Yossi Sarid, Former MK and Secularist Voice, Passes Away

Yossi Sarid seen at a Foreign Affairs and Defense committee meeting in the Israeli parliament during a discussion on the 40th anniversary of the Yom Kippur war, October 15, 2013. Photo by Flash 90
Yossi Sarid seen at a Foreign Affairs and Defense committee meeting in the Knesset in 2013. (Flash90)

Yossi Sarid, the Israeli politician who for decades personified the “secular other” for observant Israelis, has passed away. Sarid, 75, passed away on Friday night due to complications from heart disease, from which he suffered for decades.

His levayah is set for Sunday afternoon at the “secular cemetery” in Kibbutz Givat Hasheloshah.

Sarid was a member of nine Knessets, starting in 1974 through his retirement in 2006, as a member at various times of Labor, the Ratz party, and Meretz. He served as Education Minister for one year, in 1999, in the government of Ehud Barak, and was opposition head between 2001 and 2003. Following his retirement from politics, he worked in various media positions.

Sarid was a strong advocate for Israel’s withdrawal from Gaza and the northern Shomron, providing Knesset support to every withdrawal vote that has taken place – including those sponsored by Likud governments, such as the 2005 disengagement from Gaza and northern Shomron. Blessed with a quick tongue, Sarid was a favorite in Israeli media, always to be relied upon for a quick-witted cynical sound byte on government activities.

In the religious community, Sarid will be remembered as the ultimate spokesperson for the secularist left, who left no stone unturned in opposing legislation that would benefit religious Jews. In one of his most famous confrontations with the religious community, Sarid in 2000 filed a police complaint against Hagaon Harav Ovadia Yosef, zt”l, for comments he made in a shiur, leading police to question Harav Yosef.

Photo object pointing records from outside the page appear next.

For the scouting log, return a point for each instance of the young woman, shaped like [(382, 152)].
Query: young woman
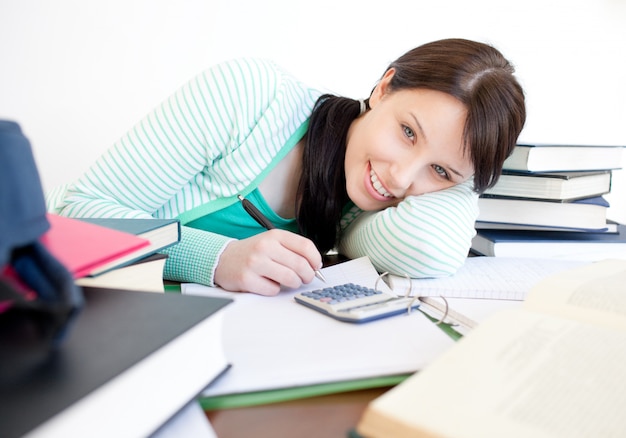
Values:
[(394, 176)]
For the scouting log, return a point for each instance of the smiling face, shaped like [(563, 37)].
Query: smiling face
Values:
[(409, 143)]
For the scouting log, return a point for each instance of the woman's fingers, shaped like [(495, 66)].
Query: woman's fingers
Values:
[(262, 263)]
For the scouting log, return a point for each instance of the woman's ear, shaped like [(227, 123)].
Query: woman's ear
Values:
[(381, 88)]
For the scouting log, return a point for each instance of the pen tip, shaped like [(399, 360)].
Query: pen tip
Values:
[(319, 275)]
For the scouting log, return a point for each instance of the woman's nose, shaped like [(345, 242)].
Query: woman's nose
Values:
[(404, 174)]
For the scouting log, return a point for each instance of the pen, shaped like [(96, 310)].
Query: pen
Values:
[(265, 223)]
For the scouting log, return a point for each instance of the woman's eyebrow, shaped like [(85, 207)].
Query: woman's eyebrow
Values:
[(419, 127)]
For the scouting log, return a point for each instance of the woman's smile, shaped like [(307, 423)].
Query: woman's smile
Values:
[(375, 187)]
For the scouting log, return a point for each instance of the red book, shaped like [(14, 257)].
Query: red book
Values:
[(88, 249)]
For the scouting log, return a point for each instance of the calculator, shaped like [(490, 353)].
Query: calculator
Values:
[(355, 303)]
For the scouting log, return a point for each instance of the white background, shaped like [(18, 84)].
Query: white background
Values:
[(77, 74)]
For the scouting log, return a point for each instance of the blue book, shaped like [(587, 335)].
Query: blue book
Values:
[(567, 245)]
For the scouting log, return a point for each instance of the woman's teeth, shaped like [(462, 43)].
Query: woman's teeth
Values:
[(378, 186)]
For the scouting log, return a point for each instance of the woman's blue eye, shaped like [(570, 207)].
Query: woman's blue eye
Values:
[(408, 132), (441, 171)]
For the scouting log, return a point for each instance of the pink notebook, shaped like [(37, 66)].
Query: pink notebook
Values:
[(88, 249)]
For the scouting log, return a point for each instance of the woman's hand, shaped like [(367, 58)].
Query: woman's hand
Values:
[(262, 263)]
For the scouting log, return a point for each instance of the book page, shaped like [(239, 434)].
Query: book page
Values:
[(502, 278), (276, 343), (594, 293), (519, 374)]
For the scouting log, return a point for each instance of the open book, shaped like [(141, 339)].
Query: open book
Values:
[(552, 368)]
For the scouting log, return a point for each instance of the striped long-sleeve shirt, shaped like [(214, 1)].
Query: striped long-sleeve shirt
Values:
[(219, 135)]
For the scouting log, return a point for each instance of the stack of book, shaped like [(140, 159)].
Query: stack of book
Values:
[(113, 252), (549, 202)]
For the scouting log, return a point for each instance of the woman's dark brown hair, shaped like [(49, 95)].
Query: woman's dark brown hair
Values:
[(474, 73)]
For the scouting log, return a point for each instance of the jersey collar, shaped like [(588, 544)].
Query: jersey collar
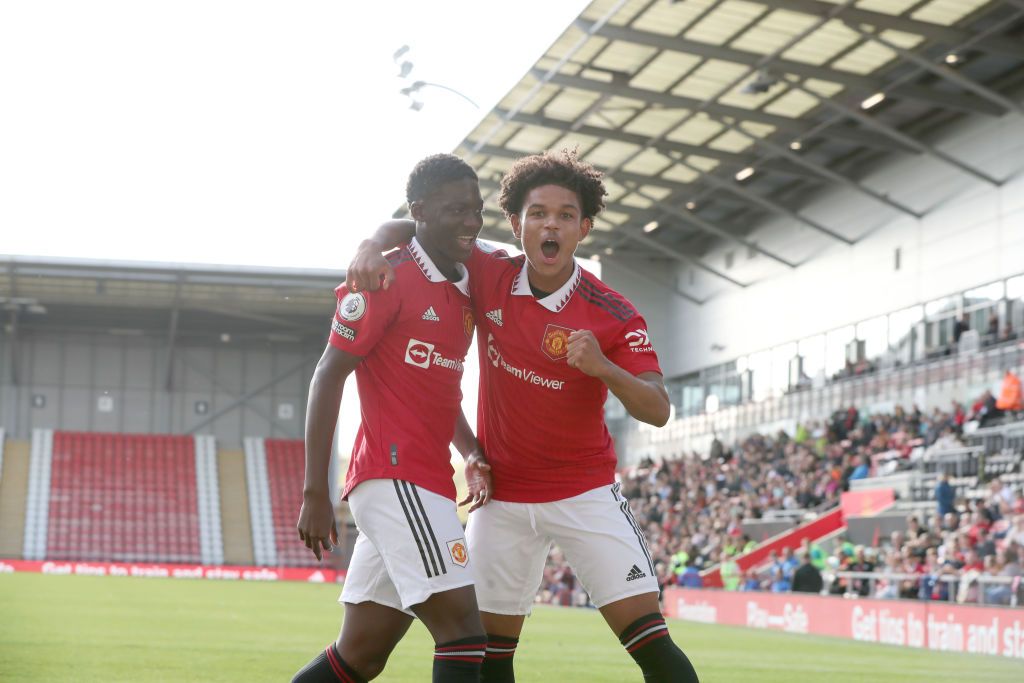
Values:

A confirmed secularist, Sarid was not known to have any affinity for spiritual matters – until last year, when he had a heart attack, and was, according to doctors, close to death. In an interview later, Sarid said that during the time that he was clinically dead, he experienced what he said was his soul’s observing “everything from above. It was a strong feeling that I had left my body. As a soul looking down from above I saw my family traveling to the hospital in the car, and my wife immediately coming to see how I was. That’s when I came back to myself.” Sarid said in the interview that he had “never believed in a soul: it was against my ideology.”